Several initiatives were held across the country as Portugal celebrated becoming the first sovereign nation in Europe to cease capital punishment and also one of the first in the world to do so.
The death penalty had its first reform in Portugal in 1852 when it was abolished for political crimes. This was followed in 1867 when civil crimes were no longer subject to capital punishment.
Portugal has long been a front runner in its calls for the abolition of the death penalty. Earlier this year, it used an opportunity to address the United Nations to call on countries that still have the death penalty to implement a ‘de facto’ moratorium as a first step towards “total abolition” of the death penalty.

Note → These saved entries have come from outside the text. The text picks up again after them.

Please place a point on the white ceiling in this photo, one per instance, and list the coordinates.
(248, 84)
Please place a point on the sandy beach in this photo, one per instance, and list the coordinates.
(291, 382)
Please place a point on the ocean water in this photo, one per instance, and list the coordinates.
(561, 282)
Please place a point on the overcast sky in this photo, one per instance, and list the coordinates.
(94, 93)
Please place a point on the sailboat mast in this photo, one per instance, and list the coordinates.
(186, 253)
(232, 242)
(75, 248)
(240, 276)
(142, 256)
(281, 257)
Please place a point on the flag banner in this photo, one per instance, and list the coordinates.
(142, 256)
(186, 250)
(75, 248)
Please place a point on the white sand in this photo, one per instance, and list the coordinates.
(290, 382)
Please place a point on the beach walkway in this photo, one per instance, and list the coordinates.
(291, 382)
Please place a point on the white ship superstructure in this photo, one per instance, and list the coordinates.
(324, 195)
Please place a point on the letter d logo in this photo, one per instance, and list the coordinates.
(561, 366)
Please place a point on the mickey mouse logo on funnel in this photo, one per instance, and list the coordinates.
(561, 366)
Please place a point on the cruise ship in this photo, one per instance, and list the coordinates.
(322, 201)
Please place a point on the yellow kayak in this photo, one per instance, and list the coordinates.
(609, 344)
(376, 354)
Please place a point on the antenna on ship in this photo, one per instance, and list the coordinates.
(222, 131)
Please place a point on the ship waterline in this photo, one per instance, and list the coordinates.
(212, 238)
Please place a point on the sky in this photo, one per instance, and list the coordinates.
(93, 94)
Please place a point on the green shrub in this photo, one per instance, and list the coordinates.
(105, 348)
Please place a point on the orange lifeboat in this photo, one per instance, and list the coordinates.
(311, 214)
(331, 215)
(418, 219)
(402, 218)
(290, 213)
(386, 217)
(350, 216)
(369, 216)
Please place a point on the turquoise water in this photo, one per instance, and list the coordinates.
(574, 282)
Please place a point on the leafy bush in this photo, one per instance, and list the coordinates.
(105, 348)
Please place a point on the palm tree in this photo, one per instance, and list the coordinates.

According to the Portuguese Foreign Minister, Augusto Santos Silva, Portugal rejects all the reasons and arguments that attempt to justify the application of the death penalty.
He added that the country calls on all countries that still execute its citizens to establish a moratorium as a first step towards a world without the death penalty.
He stressed the importance that Portugal gives to the “evolution of the death penalty” as the country was a front runner in abolishing it “precisely 150 years ago.”
According to Amnesty International, just over a thousand people were executed across the globe in 2016.
The organisation has been extremely vocal in supporting nations such as Portugal in its calls to eliminate the death penalty, arguing that since 1973, a total of 150 prisoners in the United States who were sent to death row were later exonerated.